India Exits Recession After Sharp Contraction
“India's gross domestic product expanded 0.4% in the three months ended December, after contracting for two consecutive quarters, according to government data released on Friday. This will help Asia’s third-largest economy exit an unprecedented recession even as it battles new challenges posed by a surge in coronavirus infections. The country's economic growth shrank 7.5% a quarter ago and grew 4.1% in the year-ago period.”
“In its second advance estimates of national accounts, the National Statistical Office (NSO) has projected 8% contraction in 2020-21. The economy had shrunk by an unprecedented 24.4% in the first quarter this fiscal following the coronavirus pandemic and resultant lockdowns. In the second quarter, the GDP contracted 7.5% due to a perk up in economic activities.”
“India is now one of the few major economies to post growth in the last quarter of calendar year 2020, with any improvement in the economy’s performance inversely tied to a drop in Covid-19 infections.

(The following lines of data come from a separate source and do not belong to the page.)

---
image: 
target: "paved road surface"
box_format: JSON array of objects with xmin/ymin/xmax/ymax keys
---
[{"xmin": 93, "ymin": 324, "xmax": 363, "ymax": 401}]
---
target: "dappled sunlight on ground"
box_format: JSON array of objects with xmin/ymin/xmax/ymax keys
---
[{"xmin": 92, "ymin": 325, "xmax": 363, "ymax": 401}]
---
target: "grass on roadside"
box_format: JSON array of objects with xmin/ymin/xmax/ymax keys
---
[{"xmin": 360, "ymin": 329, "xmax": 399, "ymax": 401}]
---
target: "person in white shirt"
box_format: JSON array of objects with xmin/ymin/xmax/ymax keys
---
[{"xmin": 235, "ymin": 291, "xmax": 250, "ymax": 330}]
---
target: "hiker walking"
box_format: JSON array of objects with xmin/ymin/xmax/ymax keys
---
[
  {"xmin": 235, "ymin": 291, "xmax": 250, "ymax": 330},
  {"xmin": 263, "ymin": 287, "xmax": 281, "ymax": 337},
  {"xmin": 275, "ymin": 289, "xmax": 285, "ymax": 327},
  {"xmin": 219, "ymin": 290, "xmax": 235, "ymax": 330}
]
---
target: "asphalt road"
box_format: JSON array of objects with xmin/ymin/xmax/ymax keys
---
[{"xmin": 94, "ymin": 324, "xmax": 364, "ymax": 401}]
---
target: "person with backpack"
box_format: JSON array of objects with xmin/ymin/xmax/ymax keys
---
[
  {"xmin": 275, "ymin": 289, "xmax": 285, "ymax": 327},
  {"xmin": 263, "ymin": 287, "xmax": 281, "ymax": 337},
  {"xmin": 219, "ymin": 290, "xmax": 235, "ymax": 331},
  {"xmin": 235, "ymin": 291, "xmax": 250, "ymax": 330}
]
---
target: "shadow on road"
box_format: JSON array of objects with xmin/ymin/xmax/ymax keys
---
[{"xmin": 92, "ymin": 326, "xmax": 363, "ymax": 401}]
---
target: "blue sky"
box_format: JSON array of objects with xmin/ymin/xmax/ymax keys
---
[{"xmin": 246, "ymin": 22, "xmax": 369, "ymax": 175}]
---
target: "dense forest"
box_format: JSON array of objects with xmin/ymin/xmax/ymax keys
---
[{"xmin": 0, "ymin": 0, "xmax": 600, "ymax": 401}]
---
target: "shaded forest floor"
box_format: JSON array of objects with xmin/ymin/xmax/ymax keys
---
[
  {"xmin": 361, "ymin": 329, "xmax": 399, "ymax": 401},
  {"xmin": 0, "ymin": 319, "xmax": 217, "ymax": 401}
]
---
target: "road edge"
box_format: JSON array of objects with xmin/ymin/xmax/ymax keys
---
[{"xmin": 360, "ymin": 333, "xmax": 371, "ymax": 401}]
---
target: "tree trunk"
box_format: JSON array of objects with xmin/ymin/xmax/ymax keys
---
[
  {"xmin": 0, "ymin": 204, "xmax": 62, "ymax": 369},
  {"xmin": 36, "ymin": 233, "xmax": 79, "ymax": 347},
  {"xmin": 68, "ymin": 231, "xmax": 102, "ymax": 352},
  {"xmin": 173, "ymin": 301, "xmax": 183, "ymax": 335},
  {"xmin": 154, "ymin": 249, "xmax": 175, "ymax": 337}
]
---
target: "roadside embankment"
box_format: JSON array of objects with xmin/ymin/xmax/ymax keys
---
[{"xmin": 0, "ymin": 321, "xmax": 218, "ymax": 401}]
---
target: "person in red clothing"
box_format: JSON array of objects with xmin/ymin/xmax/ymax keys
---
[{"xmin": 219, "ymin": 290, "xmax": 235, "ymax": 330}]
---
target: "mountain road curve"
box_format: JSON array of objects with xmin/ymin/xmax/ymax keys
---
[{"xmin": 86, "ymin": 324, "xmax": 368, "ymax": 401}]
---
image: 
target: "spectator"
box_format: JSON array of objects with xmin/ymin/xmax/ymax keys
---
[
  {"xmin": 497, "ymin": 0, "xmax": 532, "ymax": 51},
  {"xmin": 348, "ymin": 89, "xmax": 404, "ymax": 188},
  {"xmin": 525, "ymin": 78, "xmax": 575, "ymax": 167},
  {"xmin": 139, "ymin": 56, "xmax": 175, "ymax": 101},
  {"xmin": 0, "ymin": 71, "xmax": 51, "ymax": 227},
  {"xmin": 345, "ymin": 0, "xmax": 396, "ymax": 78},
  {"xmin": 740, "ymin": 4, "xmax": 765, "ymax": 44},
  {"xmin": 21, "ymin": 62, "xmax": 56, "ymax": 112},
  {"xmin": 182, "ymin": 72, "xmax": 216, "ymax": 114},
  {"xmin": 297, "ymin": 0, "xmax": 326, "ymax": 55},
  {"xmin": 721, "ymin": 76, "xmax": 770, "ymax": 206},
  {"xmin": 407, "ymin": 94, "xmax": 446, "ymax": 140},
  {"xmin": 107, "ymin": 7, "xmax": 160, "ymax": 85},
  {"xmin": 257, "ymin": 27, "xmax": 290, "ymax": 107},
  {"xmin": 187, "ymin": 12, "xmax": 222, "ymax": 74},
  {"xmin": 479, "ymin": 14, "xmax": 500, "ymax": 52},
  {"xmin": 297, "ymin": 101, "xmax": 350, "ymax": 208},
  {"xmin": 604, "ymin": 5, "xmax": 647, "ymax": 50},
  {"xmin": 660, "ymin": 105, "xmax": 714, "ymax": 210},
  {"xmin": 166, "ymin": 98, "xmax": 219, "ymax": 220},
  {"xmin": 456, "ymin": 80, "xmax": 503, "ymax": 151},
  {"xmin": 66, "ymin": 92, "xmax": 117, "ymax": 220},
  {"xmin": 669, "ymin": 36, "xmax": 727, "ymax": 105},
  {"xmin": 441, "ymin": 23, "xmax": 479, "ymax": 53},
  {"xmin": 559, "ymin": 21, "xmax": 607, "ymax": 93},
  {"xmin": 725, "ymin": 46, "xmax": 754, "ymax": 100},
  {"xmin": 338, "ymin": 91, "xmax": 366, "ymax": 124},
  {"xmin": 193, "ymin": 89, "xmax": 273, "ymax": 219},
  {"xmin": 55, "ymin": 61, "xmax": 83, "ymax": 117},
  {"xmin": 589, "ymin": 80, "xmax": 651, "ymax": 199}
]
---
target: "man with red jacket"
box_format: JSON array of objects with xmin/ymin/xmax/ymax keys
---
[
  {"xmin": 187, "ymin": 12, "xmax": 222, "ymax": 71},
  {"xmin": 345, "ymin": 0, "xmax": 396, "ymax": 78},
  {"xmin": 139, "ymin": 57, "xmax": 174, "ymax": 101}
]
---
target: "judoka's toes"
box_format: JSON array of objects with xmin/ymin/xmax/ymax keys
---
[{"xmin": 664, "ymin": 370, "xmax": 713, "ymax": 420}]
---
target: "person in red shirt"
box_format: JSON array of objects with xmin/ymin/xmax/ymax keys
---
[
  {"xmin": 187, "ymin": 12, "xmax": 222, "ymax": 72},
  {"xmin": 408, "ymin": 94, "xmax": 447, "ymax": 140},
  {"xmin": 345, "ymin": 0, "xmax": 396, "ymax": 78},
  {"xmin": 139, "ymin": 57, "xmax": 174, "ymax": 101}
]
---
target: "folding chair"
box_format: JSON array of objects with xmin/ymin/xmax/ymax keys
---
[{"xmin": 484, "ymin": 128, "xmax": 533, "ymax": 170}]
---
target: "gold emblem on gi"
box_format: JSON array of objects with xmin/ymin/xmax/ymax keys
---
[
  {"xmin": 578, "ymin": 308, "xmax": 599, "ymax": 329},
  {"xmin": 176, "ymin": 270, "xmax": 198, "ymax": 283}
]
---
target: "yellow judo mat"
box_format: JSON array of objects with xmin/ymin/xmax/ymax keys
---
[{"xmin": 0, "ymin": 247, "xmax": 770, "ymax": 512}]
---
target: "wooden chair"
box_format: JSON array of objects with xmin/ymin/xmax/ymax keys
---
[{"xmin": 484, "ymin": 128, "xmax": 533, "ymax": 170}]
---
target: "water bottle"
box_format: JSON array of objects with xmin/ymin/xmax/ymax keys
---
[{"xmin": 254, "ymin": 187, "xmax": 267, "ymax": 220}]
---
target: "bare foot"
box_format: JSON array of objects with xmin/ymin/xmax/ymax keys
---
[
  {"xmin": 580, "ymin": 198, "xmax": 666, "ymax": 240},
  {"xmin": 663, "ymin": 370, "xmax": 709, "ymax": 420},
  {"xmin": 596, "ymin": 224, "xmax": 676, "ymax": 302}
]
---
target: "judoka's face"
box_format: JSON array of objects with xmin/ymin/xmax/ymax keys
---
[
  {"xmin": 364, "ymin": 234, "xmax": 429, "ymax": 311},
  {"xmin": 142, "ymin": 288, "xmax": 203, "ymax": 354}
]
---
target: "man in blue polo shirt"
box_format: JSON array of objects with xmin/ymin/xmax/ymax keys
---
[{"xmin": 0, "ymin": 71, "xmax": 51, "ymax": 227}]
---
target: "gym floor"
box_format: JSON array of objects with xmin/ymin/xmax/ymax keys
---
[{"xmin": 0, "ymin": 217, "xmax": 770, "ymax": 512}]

But the country has seen an uptick in cases over the last few weeks raising the risk of a new round of localised lockdowns.” Business Standard reports.
Argentina, IMF Unlikely to Complete Replacement Deal by May
“The International Monetary Fund does not have a date yet set for its next visit to Argentina as both sides discuss an expected replacement to a failed 2018 program, a spokesman for the IMF said on Thursday. The parties could next meet in Washington soon, as Argentine Economy Minister Martin Guzman will visit the U.S. capital next month, according to a ministry source with knowledge of the plans.”
“The next meeting in Argentina is, however, up in the air. ‘We don’t have a precise date yet for the next formal IMF mission at this stage,’ said Gerry Rice, the IMF’s head spokesman.”
“Notably Rice, who earlier this month said the IMF would ‘do our utmost’ to meet a timetable for May, stopped referring to May as a target for striking a deal.” Reuters reports.